Even if your partner isn’t forcing you to do sexual acts against your will, being made to feel obligated is coercion in itself. Dating someone, being in a relationship, or being married never means that you owe your partner intimacy of any kind.
Reproductive coercion is a form of power and control where one partner strips the other of the ability to control their own reproductive system. It is sometimes difficult to identify this coercion because other forms of abuse are often occurring simultaneously.
Reproductive coercion can be exerted in many ways:
- Refusing to use a condom or other type of birth control
- Breaking or removing a condom during intercourse
- Lying about their methods of birth control (ex. lying about having a vasectomy, lying about being on the pill)

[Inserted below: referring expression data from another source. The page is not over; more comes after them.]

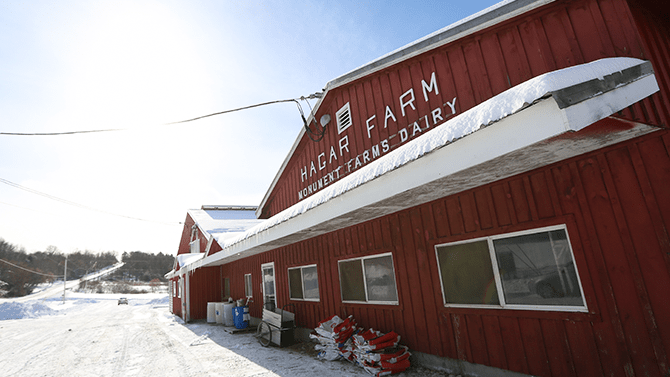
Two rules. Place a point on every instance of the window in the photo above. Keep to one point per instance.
(343, 116)
(247, 285)
(368, 279)
(303, 283)
(226, 288)
(524, 270)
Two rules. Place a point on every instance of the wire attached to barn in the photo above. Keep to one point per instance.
(319, 134)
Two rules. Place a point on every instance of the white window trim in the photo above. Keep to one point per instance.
(251, 287)
(274, 281)
(365, 283)
(498, 279)
(302, 281)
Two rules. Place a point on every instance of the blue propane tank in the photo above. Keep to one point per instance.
(241, 317)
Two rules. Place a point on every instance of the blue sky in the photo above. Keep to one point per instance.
(84, 65)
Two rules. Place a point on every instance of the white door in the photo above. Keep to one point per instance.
(268, 273)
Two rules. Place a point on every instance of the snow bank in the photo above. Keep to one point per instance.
(21, 310)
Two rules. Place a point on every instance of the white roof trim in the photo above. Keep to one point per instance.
(524, 116)
(490, 16)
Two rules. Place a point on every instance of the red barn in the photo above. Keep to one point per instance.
(496, 193)
(204, 228)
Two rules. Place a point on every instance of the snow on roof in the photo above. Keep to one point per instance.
(224, 223)
(504, 104)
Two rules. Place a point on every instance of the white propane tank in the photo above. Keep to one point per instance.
(211, 312)
(219, 312)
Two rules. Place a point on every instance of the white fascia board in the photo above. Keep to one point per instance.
(483, 19)
(542, 120)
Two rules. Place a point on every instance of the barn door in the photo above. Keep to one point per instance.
(268, 273)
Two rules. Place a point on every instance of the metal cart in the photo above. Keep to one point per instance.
(277, 326)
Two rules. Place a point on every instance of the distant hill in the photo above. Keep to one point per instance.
(141, 266)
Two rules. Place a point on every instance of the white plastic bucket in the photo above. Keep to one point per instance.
(211, 312)
(228, 314)
(219, 312)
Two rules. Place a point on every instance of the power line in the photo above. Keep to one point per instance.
(25, 269)
(303, 98)
(68, 202)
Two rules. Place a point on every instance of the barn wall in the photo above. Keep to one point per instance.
(617, 211)
(474, 69)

- Refusing to “pull out” if that is the agreed upon method of birth control
- Forcing you to not use any birth control (ex. the pill, condom, shot, ring, etc.)
- Removing birth control methods (ex. rings, IUDs, contraceptive patches)
- Sabotaging birth control methods (ex. poking holes in condoms, tampering with pills or flushing them down the toilet)
- Withholding finances needed to purchase birth control
- Monitoring your menstrual cycles
- Forcing pregnancy and not supporting your decision about when or if you want to have a child
- Forcing you to get an abortion, or preventing you from getting one
- Threatening you or acting violent if you don’t comply with their wishes to either end or continue a pregnancy
- Continually keeping you pregnant (getting you pregnant again shortly after you give birth)
Reproductive coercion can also come in the form of pressure, guilt and shame from an abusive partner. Some examples are if your abusive partner is constantly talking about having children or making you feel guilty for not having or wanting children with them — especially if you already have kids with someone else.